明音行方不明の当日の出来事を時系列に並べてみます。(過去にどなたかされていたらごめんなさい)
19:25 佐野と心は田中さん宅で見守り中、行方不明の一報。すぐ三島家と共同で探す。
20:00 捜索中、佐野が腕時計を見る。
佐野たちが田中さん宅を出た後、木村さつきが訪問。明音行方不明を聞き、すぐに出て行く。
小屋での翼による犯行の描写。
翼が去った後、「もう大丈夫」の声。
0:02 場面が切り替わり、この時刻に佐野家、三島家、心が交番に集まる。
(明音の死亡推定時刻は0-1時)
翼帰ってくる。そして鈴も。捜索中の心に木村さつきが連絡。
0:40 先ほどのメンバーにプラス鈴とさつきで交番に集まる。
0:45 三島家も佐野家族も自宅待機。心は田中さんの確認に向かう。木村さつきの不思議そうな表情が出る。
2:00 心、あの絵を持って交番に戻る。交番には佐野しか残っていない。
ということで木村さつきには当日、田中さん宅に来て心に会うまで5時間ほどの空白があるのは事実です。
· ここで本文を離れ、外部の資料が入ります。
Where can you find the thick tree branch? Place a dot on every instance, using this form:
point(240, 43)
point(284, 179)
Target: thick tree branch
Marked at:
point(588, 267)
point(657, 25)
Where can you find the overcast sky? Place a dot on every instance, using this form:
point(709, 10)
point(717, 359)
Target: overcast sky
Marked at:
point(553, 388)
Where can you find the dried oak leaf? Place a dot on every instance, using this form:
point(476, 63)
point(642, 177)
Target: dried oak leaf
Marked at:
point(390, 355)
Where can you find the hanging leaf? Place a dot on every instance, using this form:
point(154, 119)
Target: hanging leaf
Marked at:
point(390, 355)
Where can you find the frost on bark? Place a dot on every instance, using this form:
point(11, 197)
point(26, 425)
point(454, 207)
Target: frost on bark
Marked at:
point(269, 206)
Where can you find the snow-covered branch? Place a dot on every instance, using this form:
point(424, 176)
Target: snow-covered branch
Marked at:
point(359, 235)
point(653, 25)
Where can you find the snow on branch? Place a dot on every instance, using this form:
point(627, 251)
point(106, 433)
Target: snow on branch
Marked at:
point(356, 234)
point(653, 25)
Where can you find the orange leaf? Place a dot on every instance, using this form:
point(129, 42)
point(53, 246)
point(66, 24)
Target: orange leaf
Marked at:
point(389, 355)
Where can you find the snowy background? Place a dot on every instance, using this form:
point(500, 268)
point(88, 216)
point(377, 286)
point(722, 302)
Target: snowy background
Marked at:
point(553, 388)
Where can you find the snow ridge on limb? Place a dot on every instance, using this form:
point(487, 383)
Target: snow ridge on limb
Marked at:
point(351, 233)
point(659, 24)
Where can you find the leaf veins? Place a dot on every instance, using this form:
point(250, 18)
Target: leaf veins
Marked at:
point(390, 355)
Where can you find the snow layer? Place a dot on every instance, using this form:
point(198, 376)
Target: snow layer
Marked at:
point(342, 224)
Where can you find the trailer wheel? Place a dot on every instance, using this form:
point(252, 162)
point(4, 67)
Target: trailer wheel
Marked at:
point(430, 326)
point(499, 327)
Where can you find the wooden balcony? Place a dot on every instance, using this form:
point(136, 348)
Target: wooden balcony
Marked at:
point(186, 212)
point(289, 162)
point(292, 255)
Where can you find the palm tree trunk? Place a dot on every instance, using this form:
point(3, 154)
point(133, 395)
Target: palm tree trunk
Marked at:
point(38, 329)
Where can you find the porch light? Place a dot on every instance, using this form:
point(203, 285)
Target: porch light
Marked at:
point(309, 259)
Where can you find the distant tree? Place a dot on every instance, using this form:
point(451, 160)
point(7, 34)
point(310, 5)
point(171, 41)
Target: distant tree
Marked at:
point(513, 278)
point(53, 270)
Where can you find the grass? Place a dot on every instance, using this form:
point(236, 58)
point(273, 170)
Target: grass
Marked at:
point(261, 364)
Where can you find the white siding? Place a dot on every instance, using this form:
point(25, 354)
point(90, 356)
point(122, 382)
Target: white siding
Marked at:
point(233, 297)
そして彼女が犯人の場合、一巻の最後のページの千夏の通夜のことを「子供が一人いなくなっただけなのにそんなに悲しいのだろうか」との録音があるが、こんな人が小学校教師をしているというのは恐ろしい話だ。田中さん宅で子供が集まるシーンは「いい匂い」はしたので、その主もいてウサギの話をした可能性はある。後は明音事件の現場の小屋に残された鈴のキーホルダー、事件の前に明音とケンカした時にちぎれたのを拾ったんだろうか?結果金丸によれば「メッセージ」だが、鈴が何かを知っている、聞け、という意味だとするなら、結局何も明らかになっていない。